Quadro 2 – estimativa de custo de um jantar

Item Valor supermercado (R$) Valor gasto (R$)

500 g arroz 2,75 2,75 1 kg Fubá 3,20 3,20 3 kg de frango 26,94 -- Feijão (250 g) 1,25 -- Batata-doce (2 kg) 3,20 -- Quiabo (800 g) 1,85 -- Condimentos, temperos e folhas para salada

1,80 --

Total 40,99 5,95

Fonte: Tomada de preços em supermercado do bairro

À medida que íamos relacionando os itens, o grupo já procurava fazer uma estimativa dos gastos. A participação dos alunos ciganos pesquisados foi significativa quando fomos ao supermercado, coletamos os dados e depois retornarmos a barraca para fazer o registro e efetivar a comparação. Essa é uma

situação corriqueira e de fácil entendimento, inclusive no valor social, em que o alimento e a matemática se enlaçam.

Uma experiência interessante que pode ser explorada pelo espaço escolar em que serão otimizados conhecimentos relacionados à aplicabilidade do saber numérico, a estimativa, comparação, adições, subtrações, multiplicação, divisão, valores monetários, unidade de medida e ainda poderíamos destacar o valor do trabalho, que não fora descrito no quadro.

Vamos fazer uso das palavras de D‘Ambrosio para formalizar nossas reflexões:

Muitos talvez estranhem tanta ênfase que eu dou ao entendimento da alimentação e das questões agrícolas. Sem dúvida, a alimentação, nutrir-se para sobreviver, sempre foi, a necessidade primeira de todo ser vivo. Com o surgimento da agricultura, as primeiras necessidades organizadas começam a ser identificadas. A geo-metria e os calendários são exemplos de uma etnomatemática associada ao sistema de produção, resposta à necessidade primeira das sociedades organizadas de alimentar um povo. Conhecimentos e comportamentos são compartilhados e compatibilizados, possibilitando a continuidade dessas sociedades. Esses conhecimentos e comportamentos são registrados oral ou graficamente, e difundidos e passados de geração para geração. Nasce assim, a história de grupos, de famílias, de tribos, de comunidades, de nações. (D‘AMBROSIO, 2001, p. 21-22).

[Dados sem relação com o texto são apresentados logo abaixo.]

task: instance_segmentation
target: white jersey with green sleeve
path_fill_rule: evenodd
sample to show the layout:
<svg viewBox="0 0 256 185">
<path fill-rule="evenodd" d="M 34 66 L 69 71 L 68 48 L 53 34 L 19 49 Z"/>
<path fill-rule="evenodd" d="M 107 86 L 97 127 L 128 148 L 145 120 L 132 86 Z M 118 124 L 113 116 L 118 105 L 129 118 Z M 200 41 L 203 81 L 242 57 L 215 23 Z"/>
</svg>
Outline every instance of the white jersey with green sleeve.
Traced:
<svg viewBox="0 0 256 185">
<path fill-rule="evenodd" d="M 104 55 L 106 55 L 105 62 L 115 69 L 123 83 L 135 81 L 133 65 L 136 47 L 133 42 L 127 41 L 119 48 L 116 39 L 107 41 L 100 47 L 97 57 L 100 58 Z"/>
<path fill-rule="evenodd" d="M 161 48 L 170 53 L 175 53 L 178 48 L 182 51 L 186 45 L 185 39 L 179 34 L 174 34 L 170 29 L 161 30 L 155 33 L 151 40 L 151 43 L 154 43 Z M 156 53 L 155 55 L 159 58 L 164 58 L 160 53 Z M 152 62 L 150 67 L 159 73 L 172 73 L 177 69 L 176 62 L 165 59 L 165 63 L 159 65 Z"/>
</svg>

Nessa proposta, a aproximação com a realidade do aluno foi nítida destacando o valor cultural existente no grupo. No início do episódio, nas próprias reflexões do grupo, a relação de consumo voltava-se ao determinado socialmente e imposto pelo sistema capitalista: comida comprada, comida pronta em detrimento ao que fora cultivado e preparado. O sistema nos impõe a valorizar o industrializado e deixar de lado os valores humanos.